Emily Beers Breaking Muscle
Every gym has at least one of them (OK, more like 10 of them)—the people who want to improve a specific skill or movements so their answer is to practice that skill every single day.
I have a client—bless her heart—who was frustrated that her deadlift hadn’t improved in 12 months and proceeded to deadlift heavy every single time she came to the gym for six months. At the end of it all, her deadlift weight hadn’t increased, but frustration certainly had.
Here’s the thing: You can improve your squat without squatting and improve your deadlift without even deadlifting a barbell.
Awhile back, I interviewed Sam Dancer—a CrossFit Games athlete who famously pulled 655lb at the CrossFit Games in 2014. He revealed to me that he actually rarely deadlifts heavy in training. Most of his time is spent doing accessory work to be able to lift a heavy deadlift when he needs to.
In my experience as a coach, and as a former CrossFit Games athlete myself, I have found that whenever I find myself on a plateau—be it my squat or my deadlift—the best thing to do is take a break from focusing so closely on the movement itself and turn my attention to appropriate accessory work for six weeks—and then voilà, I magically PR when I return to the movement I want to improve.
I’m not alone.

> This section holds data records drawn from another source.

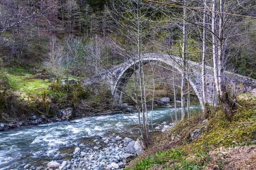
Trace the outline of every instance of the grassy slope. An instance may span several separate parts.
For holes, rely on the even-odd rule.
[[[238,97],[240,107],[228,120],[220,108],[211,110],[208,122],[204,115],[195,115],[185,119],[169,131],[163,133],[150,147],[150,150],[130,164],[134,170],[200,170],[212,163],[209,154],[220,147],[233,147],[253,144],[256,139],[256,96],[242,94]],[[200,129],[197,139],[190,133]],[[175,137],[172,139],[172,136]],[[224,161],[215,164],[222,169]]]
[[[9,76],[16,83],[15,91],[20,93],[20,97],[25,99],[38,97],[51,84],[49,79],[37,78],[37,74],[33,73],[32,68],[9,67],[6,69]]]

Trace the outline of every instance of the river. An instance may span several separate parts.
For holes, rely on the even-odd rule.
[[[191,107],[199,109],[198,105]],[[181,109],[178,108],[180,116]],[[149,112],[148,122],[151,122]],[[118,114],[86,117],[36,126],[29,126],[0,132],[0,170],[17,168],[23,164],[40,164],[52,160],[56,152],[64,155],[73,153],[81,144],[93,147],[98,137],[104,137],[119,128],[132,126],[137,114]],[[154,126],[174,119],[174,109],[158,107],[153,111]],[[119,128],[118,128],[119,127]]]

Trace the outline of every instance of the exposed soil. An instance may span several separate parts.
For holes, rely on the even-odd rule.
[[[207,169],[256,170],[256,147],[237,147],[229,149],[221,147],[218,151],[211,151],[209,154],[213,160]]]

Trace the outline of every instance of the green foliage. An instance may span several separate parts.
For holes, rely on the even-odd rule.
[[[163,169],[168,170],[202,170],[212,160],[208,152],[209,150],[204,152],[198,152],[193,158],[189,159],[185,156],[185,150],[181,147],[158,151],[155,155],[137,162],[132,169],[146,170],[158,165]]]

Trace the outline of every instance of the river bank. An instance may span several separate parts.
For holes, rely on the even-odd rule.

In the same interview, Dancer casually mentioned he pulled his then all-time best deadlift of 695lb without having deadlifted heavy for eight months.
In light of this, here are five accessory work exercises you can do (especially if your deadlift hasn’t improved in a while) to help improve your deadlift without even deadlifting with a barbell.
1. Hamstring Curls
There are a few variations of these. They can be done with a band, with a medicine ball, or with a physioball. Check out the video for a demonstration. These are also effective when done with a deliberately slow tempo.
- Try 3 sets of 20-25 reps.
2. Single-Leg Kettlebell Romanian Deadlifts
Single-leg RDLs are valuable for improving posterior chain strength and especially for improving single-leg glute strength and ironing out any left-right muscle imbalances you might have.
Focus on keeping a neutral back and a long torso and keep your hips square.
- Try 3 sets of 8 reps per leg as heavy as possible. Can you do 8 reps with 50 percent of your body weight?
3. Sled Pulls
Heavy sled pulls are an effective way to spend some serious time under tension and build strength pretty much everywhere in your lower body, including your glutes and hamstrings, calves, lower back, and your quads.
- Try 3 sets of a 30-meter sled pull as heavy as possible where you can maintain constant movement.
4. Hip Thrusts
Hip thrusts are especially beneficial because they allow you to really load up and get used to lifting a heavy. In fact, some people can even hip thrust more than they can deadlift, which goes a long way to prepare your nervous system and build your confidence when you return to deadlifting a heavy barbell.
- Try 3 sets of 10 reps.
5. Glute-Ham Raises
While glute-ham raises are a fairly challenging movement for most, you can make them easier by pushing your hands off a box at the bottom, sort of like a plyometric push-up.
Try to keep a perfectly neutral spine and avoid breaking at the hips throughout the movement.
Check out the video for two versions of these.
- Try 3 sets of 8-12 reps.
If your deadlift has hit a wall, don’t fret. Add the latter five pieces of accessory work to your training routine for six weeks and then return to the deadlift to see where you’re at.